The heart can become weak and not pump blood properly. Cardiologists may prescribe medications to make the heart contract more forcefully or to control arrhythmia.

Other concerns

• Nutrition - having a healthy diet is important when mental anguish comes from having DMD. Further, over time people may not be able to swallow, so a feeding tube may be prescribed.
• Emotional and Mental Health - DMD is a stressful condition to have so physicians may encourage independence an dinvolvement in decision making; social and learning skills; etc.

Gene Editing

(1979+) Before, scientists had no way to edit genes, other than to "knock out" certain genes. And this was done only amongst yeast and mice. Removing a gene then replicating yeast or a mouse could show what the removed gene did. But this had limited clinical relevance and was only limited to these species.

(1995) Sloan-Kettering finds that cutting a strand of DNA at a certain location and trying to introduce a new strand of genetic material into the genome before repair would edit the gene.

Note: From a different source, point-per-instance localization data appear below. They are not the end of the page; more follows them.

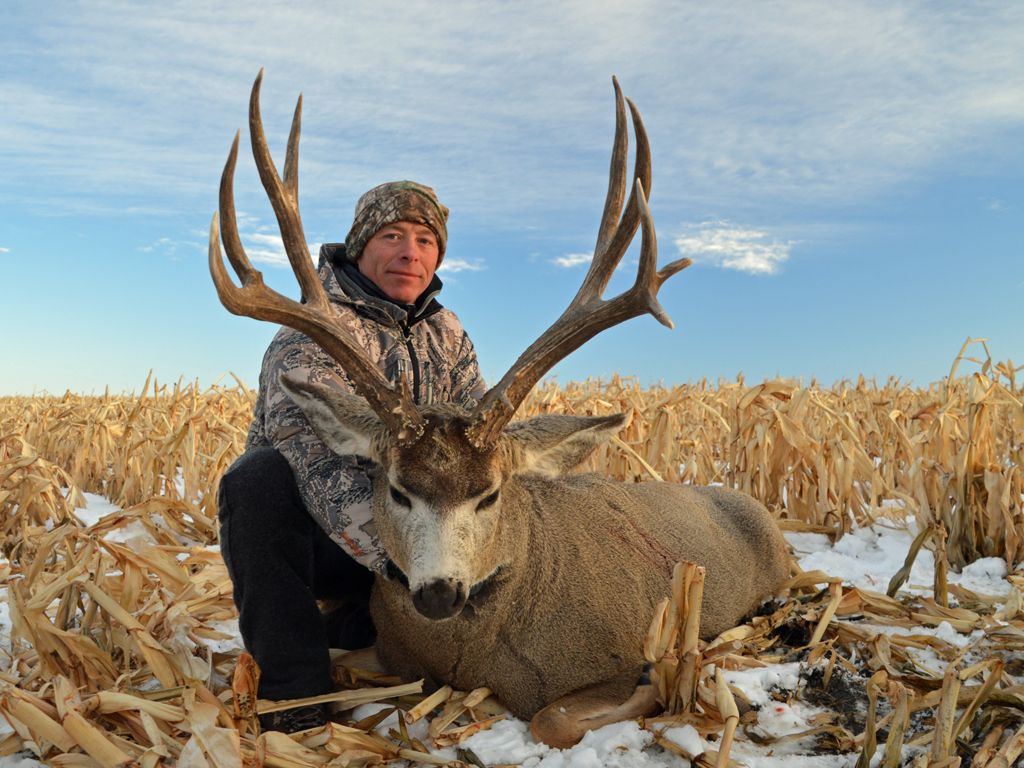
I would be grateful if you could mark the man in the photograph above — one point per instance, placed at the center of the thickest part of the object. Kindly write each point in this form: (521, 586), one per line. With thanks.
(296, 524)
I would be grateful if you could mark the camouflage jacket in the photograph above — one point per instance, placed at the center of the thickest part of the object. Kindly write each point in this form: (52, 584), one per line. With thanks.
(431, 349)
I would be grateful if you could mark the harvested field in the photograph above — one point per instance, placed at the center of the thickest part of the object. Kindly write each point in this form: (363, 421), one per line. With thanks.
(113, 658)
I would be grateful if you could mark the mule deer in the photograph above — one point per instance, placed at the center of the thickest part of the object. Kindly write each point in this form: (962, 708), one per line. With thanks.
(507, 572)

(2012) Jennifer Dougna (UC Berkeley) and Emmanuelle Charpentier proposed a power method of targeted gene editing. This uses CRSPR and Cas9.

Gene Therapy

Gene Therapy has the promise to cure DMD. But it's really only accomplishable in experimental models and not yet humans. The problem is finding a way to introduce the functional dystrophin gene into the skeletal and cardiac muscles of the person with DMD.

Delivering Gene Therapy

There are three ways to deliver genes to a patient:

1. Naked DNA: Inserting the fixed DNA gene into cells. This doesn't work though since the DNA wouldn't survive. But it doesn't cause an immune response
2. Viral Vectors: Using viruses to inject DNA; however, the immune system tries to kill the virus. Further, viruses can only carry a small amount of DNA, not enough for the lengthy dystrophin gene
3. Plasmids packed in liposomes: take the naked DNA and package it into liposomes. This helps the DNA survive in the body is a very inefficient way to transfer genes into cells compared to viruses

Protein Therapy

Manufacturing protiens into the body could work. It won't cure DMD, but it can limit the damage of the DMD mutation and imporve muscle function. There are two main targets for protein therapy in DMD.

Myostatin Antibodies

Myostatin is a protein in muscle cells that effectively limits muscle growth. Species of cattle called Belgain Blue were found to be missing the protein, and thus had weird muscly tendons.

For DMD, a compound was tested in clinical trials but didn't really improve strength in DMD patients. Other trials have been done but results seem underwhelming.

Exon Skipping

Exon skipping attempts to identify the location of the mutation and skip over the entire exon that includes the mutation. This cuts out a section of the gene, but leaves the remained of the gene intact including the binding regions on either end of the protein. These treatments were approved by the FDA beginning in 2021.